CityFibre, a company building fibre networks in a number of UK cities, has bought Kcom’s UK-wide network infrastructure for £90 million.

The sale leaves Kcom with just its core infrastructure, the local telephone network in the English city of Hull and the surrounding district. 

Listed company CityFibre has secured £180 million in finance to buy the network and use it to expand its metro footprints to 36 cities and aim towards its target of 50 by 2020. 

It will then reach 20% of the UK market, says CityFibre, which has a joint venture with two other rival operators, TalkTalk and Sky, to build ultra-fast fibre to the home networks. 

CityFibre CEO Greg Mesch said: “This is the most significant event to take place in the UK’s digital infrastructure market in a decade. The UK now has a secure independent infrastructure alternative. Cities, service providers, mobile operators and investors have boldly embraced a new model of future-proof infrastructure provision and paved the way for its acceleration across the country.”

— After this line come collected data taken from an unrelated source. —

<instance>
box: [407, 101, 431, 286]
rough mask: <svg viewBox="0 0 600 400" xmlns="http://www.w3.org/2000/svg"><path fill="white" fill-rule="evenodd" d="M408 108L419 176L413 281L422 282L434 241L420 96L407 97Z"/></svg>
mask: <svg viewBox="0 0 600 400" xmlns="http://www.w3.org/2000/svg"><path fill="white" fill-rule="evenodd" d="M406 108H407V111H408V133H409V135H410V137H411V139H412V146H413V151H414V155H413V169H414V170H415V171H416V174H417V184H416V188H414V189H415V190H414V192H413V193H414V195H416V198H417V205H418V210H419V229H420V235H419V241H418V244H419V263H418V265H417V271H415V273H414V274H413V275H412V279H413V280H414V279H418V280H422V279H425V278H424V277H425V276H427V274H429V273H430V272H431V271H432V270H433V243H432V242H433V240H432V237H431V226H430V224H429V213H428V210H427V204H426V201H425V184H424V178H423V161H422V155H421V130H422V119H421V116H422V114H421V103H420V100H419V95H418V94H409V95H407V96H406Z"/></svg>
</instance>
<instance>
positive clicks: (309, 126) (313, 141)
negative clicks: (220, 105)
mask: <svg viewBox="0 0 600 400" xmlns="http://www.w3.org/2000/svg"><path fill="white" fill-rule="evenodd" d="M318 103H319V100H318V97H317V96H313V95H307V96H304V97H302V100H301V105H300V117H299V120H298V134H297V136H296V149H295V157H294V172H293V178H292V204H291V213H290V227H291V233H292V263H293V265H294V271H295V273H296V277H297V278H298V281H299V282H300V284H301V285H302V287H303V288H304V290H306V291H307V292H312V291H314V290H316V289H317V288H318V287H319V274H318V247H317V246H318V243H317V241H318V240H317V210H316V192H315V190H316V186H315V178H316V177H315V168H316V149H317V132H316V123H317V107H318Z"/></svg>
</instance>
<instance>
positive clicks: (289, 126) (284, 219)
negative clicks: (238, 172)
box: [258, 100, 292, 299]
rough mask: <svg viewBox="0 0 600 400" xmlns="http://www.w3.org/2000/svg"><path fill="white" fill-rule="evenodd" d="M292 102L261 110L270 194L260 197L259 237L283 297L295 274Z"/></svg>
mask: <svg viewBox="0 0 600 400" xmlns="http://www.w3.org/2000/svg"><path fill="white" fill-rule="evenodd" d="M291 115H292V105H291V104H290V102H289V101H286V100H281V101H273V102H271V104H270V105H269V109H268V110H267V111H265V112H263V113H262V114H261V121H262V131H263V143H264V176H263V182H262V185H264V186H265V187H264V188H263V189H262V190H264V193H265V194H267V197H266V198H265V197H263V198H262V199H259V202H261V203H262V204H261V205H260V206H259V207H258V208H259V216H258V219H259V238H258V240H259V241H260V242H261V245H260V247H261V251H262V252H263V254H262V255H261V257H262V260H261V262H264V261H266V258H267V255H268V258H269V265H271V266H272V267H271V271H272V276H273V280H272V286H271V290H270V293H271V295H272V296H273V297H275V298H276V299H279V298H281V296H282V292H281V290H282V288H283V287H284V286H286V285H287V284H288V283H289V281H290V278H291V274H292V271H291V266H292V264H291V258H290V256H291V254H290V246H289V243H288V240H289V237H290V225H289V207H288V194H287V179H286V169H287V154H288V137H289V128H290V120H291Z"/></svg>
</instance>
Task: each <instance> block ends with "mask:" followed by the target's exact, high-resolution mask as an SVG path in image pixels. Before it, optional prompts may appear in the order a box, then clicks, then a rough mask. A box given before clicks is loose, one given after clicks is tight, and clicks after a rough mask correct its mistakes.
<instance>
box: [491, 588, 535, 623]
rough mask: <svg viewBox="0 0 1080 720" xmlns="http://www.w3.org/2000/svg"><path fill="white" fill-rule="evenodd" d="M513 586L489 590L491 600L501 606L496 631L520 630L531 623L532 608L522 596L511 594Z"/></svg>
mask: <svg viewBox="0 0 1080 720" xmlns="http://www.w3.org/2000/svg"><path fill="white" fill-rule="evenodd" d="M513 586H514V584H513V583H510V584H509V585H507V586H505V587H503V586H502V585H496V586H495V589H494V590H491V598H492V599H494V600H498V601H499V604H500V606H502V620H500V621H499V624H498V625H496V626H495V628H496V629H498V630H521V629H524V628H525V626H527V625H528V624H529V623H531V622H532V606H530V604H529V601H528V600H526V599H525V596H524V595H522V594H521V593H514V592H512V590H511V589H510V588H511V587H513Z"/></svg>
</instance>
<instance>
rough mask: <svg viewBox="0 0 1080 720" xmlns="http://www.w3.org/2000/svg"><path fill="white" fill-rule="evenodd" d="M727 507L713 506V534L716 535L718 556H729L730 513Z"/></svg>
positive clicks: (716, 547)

Kcom CEO Bill Halbert said that it was selling “an under-utilised asset, built more than ten years ago and which is no longer core to our strategy”. Kcom — then Kingston Communications — built its UK network from the late 1990s when it set up a national subsidiary, Torch Communications. The company over-expanded and reversed its strategy. 

Halbert said: “Over the first half of the financial year, there were encouraging signs that our business transformation is starting to deliver results and the proceeds from this transaction offer us the opportunity to accelerate investment in those plans, without the need for any material increase in our indebtedness.”

CityFibre’s financing comprises £80 million of new equity and £100 million in debt facilities, and the deals are expected to complete in mid-January 2016.

The acquisition will extend CityFibre’s UK footprint by more than 300%. The physical infrastructure assets comprise 1,100 kilometres of duct and fibre network in 24 UK cities, as well as 1,100 kilometres of national long distance network that connects these cities to data-centres across the UK and to internet peering points in London.

The expanded footprint will reach more than 7,000 mobile cell sites, 24,500 public sector sites and 245,000 businesses.